Building Agents¶

Building agents shares a degree of overlap with the building of applications, but we write about it here because of its unique importance. The AI agents stack has evolved significantly since 2022-2023, moving beyond simple LLM frameworks to more sophisticated agent architectures.

The Evolution of AI Agents¶

The AI agent landscape has evolved significantly since the initial release of frameworks like LangChain (Oct 2022) and LlamaIndex (Nov 2022). While these started as simple LLM frameworks, the field has grown to encompass more sophisticated architectures addressing key challenges:

State Management: Agents require sophisticated handling of:
- Message and event history
- Long-term memories
- Execution state in agentic loops
Tool Execution: Agents need secure and reliable ways to:
- Execute LLM-generated actions
- Handle tool dependencies
- Manage execution environments
- Process tool results

Key Architectural Considerations¶

When building agents, several architectural decisions are crucial:

State Persistence
- File-based serialization vs. Database-backed state
- Query capabilities for historical data
- Scaling with conversation length
- Multi-agent state management
Tool Security
- Sandbox environments for arbitrary code execution
- Dependency management
- Access control and authorization
- Input validation and sanitization
Production Deployment
- REST API design for agent interactions
- Data normalization for agent state
- Environment recreation for tool execution
- Scaling to millions of agents

Future Trends¶

The agent ecosystem is still in its early stages, with several emerging trends:

Standardization
- Movement toward common tool schemas (like OpenAI's function calling format)
- Emerging patterns for agent APIs and deployment
- Cross-framework compatibility for tools and agents
Production Focus
- Shift from notebook-based development to production services
- Growing importance of observability and monitoring
- Need for enterprise-grade security and compliance
Tool Ecosystem Growth
- Specialized tool providers for common tasks
- Authentication and access control frameworks
- Industry-specific tool collections

The Stack¶

The modern AI agent stack can be broken down into several key layers, each addressing specific challenges in agent development. These include:

Agent Hosting & Serving Solutions
Agent Observability Solutions
Agent Frameworks
Agent Memory Solutions
Tool Libraries
Model Serving Solutions

with some nice examples of successful Vertical AI Agent Solutions.

Agent Hosting & Serving Solutions¶

Platform	Description
Letta	Agent deployment and hosting platform
LangGraph	Graph-based orchestration for language model agents
Assistants API	OpenAI's API for deploying and managing AI assistants
Amazon Bedrock Agents	AWS-based agent hosting and management service
LiveKit Agents	Real-time agent deployment and communication platform

These platforms provide infrastructure and tools for deploying, hosting, and serving AI agents at scale, each with different specializations and integration capabilities.

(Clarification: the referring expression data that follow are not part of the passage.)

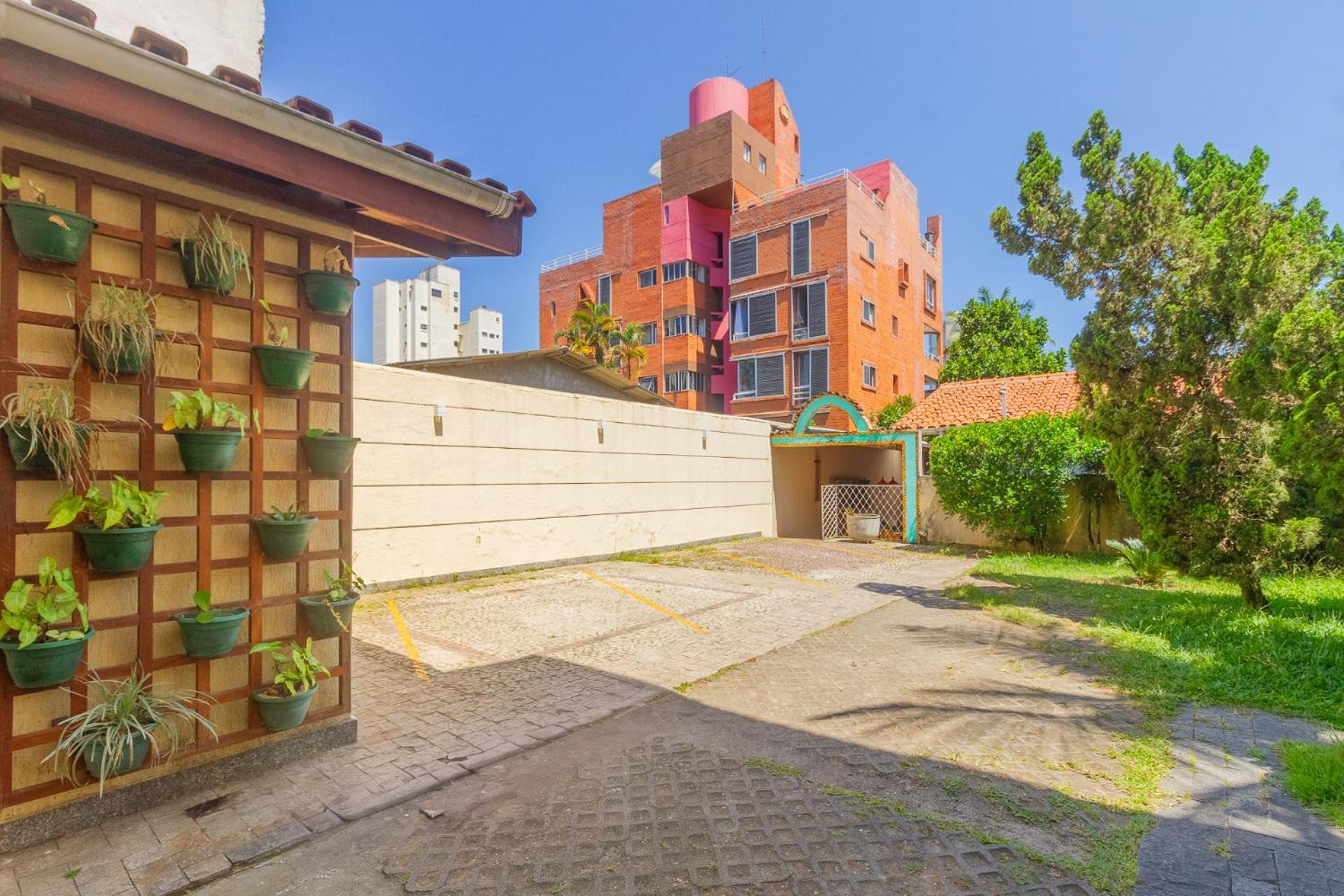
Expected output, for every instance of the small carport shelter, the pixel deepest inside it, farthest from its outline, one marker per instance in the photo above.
(820, 473)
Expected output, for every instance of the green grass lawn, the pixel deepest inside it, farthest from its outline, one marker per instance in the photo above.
(1194, 640)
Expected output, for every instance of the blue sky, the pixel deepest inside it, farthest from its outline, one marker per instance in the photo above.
(570, 99)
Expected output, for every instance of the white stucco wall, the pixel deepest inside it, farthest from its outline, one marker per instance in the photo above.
(519, 476)
(216, 33)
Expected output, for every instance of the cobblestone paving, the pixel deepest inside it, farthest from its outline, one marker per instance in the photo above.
(1237, 833)
(512, 663)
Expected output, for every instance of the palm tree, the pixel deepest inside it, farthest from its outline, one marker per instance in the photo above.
(629, 351)
(590, 331)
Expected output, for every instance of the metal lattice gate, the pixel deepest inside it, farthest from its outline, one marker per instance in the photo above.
(888, 501)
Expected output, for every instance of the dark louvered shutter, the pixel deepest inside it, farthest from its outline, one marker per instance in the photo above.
(771, 375)
(742, 258)
(816, 309)
(761, 311)
(820, 371)
(802, 258)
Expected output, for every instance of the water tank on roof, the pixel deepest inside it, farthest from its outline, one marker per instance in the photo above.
(717, 96)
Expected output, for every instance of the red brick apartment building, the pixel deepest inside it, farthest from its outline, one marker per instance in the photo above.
(758, 289)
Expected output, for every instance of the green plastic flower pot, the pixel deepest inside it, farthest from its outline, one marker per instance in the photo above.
(284, 367)
(330, 454)
(207, 274)
(214, 638)
(207, 450)
(30, 457)
(118, 550)
(279, 713)
(284, 539)
(328, 618)
(43, 664)
(42, 239)
(131, 758)
(328, 292)
(131, 360)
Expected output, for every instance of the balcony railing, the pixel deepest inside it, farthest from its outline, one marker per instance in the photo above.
(573, 258)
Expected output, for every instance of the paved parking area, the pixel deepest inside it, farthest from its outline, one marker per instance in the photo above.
(456, 678)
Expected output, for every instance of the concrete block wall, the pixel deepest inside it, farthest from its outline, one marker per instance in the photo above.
(522, 476)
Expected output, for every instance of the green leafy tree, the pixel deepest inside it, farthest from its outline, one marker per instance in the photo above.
(891, 414)
(1189, 265)
(1000, 337)
(1009, 477)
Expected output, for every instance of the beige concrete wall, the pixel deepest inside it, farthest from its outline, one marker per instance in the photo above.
(940, 527)
(519, 476)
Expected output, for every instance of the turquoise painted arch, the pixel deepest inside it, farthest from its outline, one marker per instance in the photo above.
(862, 437)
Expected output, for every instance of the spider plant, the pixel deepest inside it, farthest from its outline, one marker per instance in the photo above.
(211, 255)
(39, 421)
(118, 729)
(118, 333)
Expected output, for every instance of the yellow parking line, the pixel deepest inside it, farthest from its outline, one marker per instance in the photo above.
(733, 556)
(412, 652)
(643, 599)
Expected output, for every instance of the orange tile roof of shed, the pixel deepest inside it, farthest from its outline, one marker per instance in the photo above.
(980, 400)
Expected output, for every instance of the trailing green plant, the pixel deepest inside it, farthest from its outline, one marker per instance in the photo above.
(298, 669)
(118, 713)
(43, 414)
(35, 612)
(118, 323)
(1142, 561)
(200, 412)
(889, 415)
(127, 505)
(217, 254)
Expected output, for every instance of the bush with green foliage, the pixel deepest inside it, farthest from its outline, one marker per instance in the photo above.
(1008, 477)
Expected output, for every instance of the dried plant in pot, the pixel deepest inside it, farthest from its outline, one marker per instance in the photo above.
(210, 633)
(201, 424)
(41, 230)
(41, 644)
(331, 290)
(43, 434)
(286, 703)
(330, 614)
(283, 367)
(118, 332)
(328, 453)
(284, 533)
(211, 255)
(118, 530)
(124, 722)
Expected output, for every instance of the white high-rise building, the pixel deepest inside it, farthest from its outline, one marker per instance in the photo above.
(419, 318)
(483, 332)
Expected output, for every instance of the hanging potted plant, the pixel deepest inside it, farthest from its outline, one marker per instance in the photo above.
(124, 722)
(201, 426)
(283, 367)
(331, 289)
(41, 647)
(210, 633)
(211, 255)
(330, 614)
(118, 531)
(118, 333)
(284, 704)
(284, 533)
(328, 453)
(43, 434)
(41, 230)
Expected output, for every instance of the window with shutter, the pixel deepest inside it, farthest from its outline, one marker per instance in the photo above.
(742, 257)
(800, 255)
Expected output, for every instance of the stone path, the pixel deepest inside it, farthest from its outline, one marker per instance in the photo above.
(1238, 833)
(512, 663)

Additional considerations for hosting solutions:

Scalability and performance requirements
Integration capabilities with existing systems
Cost and resource optimization
Security and compliance features

Agent Observability Solutions¶

Platform	Description
LangSmith	LangChain's platform for debugging, testing, evaluating, and monitoring LLM applications and agents
Arize	ML observability platform with LLM monitoring capabilities
Weave	AI observability and monitoring platform
Langfuse	Open source LLM engineering platform for monitoring and analytics
AgentOps.ai	Specialized platform for monitoring and optimizing AI agents
Braintrust	LLM evaluation and monitoring platform

These platforms provide specialized tools for monitoring, debugging, and analyzing the performance of AI agents and LLM applications in production environments.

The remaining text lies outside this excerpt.